Investasi Sosial Menuju Tahun Baru Islam
Dalam momen yang sekaligus menyambut Tahun Baru Islam 1 Muharram 1448 Hijriah ini, Pemkot Semarang berkolaborasi dengan Yayasan Al Fatihah untuk menyalurkan bantuan kepada 1.000 anak yatim, piatu, dan yatim piatu.
Bantuan yang diserahkan meliputi:
- Uang saku
- Paket sembako
- Buku Iqro’
Bagi Agustina, perhatian terhadap anak yatim adalah bentuk investasi sosial jangka panjang untuk masa depan Ibu Kota Jawa Tengah ini. Ia menekankan pentingnya hak yang sama bagi setiap anak untuk tumbuh, belajar, dan meraih cita-cita.
”Tugas kita bersama, pemerintah dan masyarakat, adalah memastikan mereka mendapatkan dukungan, kasih sayang, serta kesempatan yang sama untuk berkembang menjadi generasi yang sehat, cerdas, dan berakhlak baik,” tuturnya.

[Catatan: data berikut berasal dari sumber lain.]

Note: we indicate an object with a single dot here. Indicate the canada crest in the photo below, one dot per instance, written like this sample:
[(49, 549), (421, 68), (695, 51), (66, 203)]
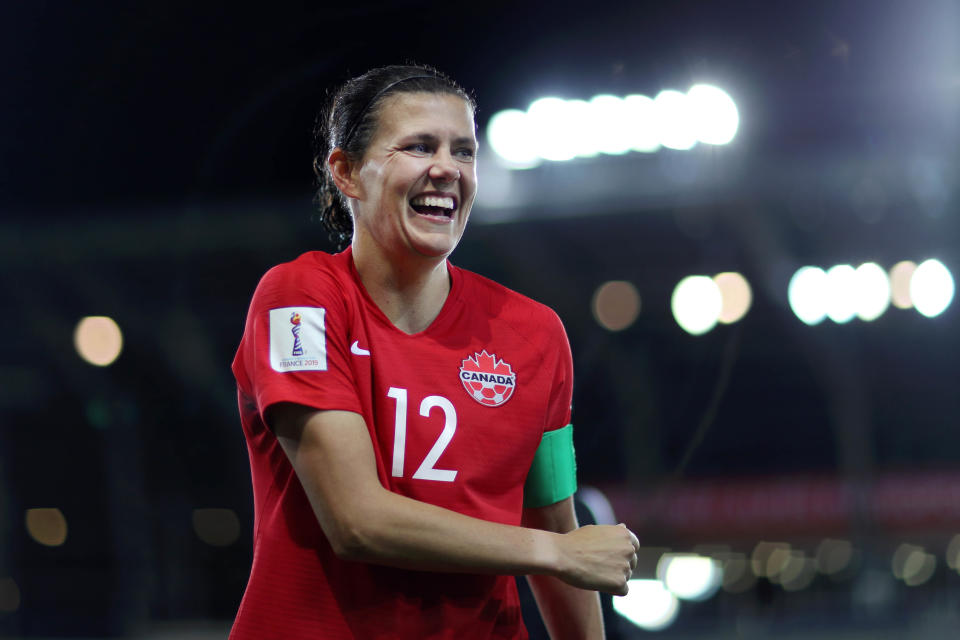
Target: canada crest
[(487, 380)]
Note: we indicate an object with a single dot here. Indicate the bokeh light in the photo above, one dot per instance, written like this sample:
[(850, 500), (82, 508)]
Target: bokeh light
[(648, 604), (216, 527), (738, 576), (953, 553), (931, 288), (806, 294), (735, 295), (798, 571), (98, 340), (900, 275), (616, 305), (912, 564), (696, 304), (690, 576), (47, 526), (833, 556)]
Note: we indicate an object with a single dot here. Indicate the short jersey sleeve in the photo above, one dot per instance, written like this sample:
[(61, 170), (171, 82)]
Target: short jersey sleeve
[(561, 389), (294, 347)]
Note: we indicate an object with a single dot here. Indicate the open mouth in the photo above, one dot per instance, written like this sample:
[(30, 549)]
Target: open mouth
[(434, 205)]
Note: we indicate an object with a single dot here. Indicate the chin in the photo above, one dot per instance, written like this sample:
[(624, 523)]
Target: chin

E-SANKEM: Pangkas Birokrasi di Saat Duka
Selain penyerahan santunan, peluncuran aplikasi E-SANKEM menjadi sorotan utama dalam agenda tersebut. Inovasi digital ini mentransformasi proses pengajuan santunan kematian yang sebelumnya manual menjadi elektronik dan terintegrasi.
Melalui E-SANKEM, masyarakat kini bisa mengakses pelayanan secara:
- Mudah & Cepat: Memotong jalur birokrasi yang panjang.

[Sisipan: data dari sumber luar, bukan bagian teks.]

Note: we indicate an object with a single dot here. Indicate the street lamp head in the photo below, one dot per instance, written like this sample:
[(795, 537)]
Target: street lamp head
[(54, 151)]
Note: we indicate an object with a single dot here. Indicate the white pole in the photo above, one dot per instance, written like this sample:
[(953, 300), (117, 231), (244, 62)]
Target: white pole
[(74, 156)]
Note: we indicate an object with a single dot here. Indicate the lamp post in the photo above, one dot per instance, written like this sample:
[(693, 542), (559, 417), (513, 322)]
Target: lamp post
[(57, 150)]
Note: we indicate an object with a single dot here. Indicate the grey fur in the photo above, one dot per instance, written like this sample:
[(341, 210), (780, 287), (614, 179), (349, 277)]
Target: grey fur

- Transparan: Meminimalisasi celah penyimpangan.
- Real-Time: Proses pengajuan dapat dipantau langsung oleh ahli waris.
Agustina menegaskan bahwa digitalisasi di lingkungan Pemkot Semarang harus berorientasi pada kemanusiaan, terutama bagi warga yang sedang berduka.
”Saat keluarga sedang berduka, mereka seharusnya tidak dibebani proses birokrasi yang panjang dan berbelit. Pemerintah harus hadir membantu, mempermudah, dan memberikan pelayanan yang cepat sehingga masyarakat dapat fokus mendampingi keluarganya,” kata Wali Kota perempuan tersebut.
Kota Hebat Bukan Cuma Soal Fisik
Di akhir penyampaiannya, Agustina mengajak seluruh elemen masyarakat Kota Semarang untuk terus menghidupkan semangat gotong royong dan memperkuat kepedulian sosial.
”Kota yang hebat adalah kota yang tidak membiarkan warganya menghadapi kesulitan sendirian. Ketika ada anak yang membutuhkan perhatian, kita hadir. Ketika ada keluarga yang berduka, kita hadir. Itulah Semarang yang terus kita bangun bersama,” pungkasnya.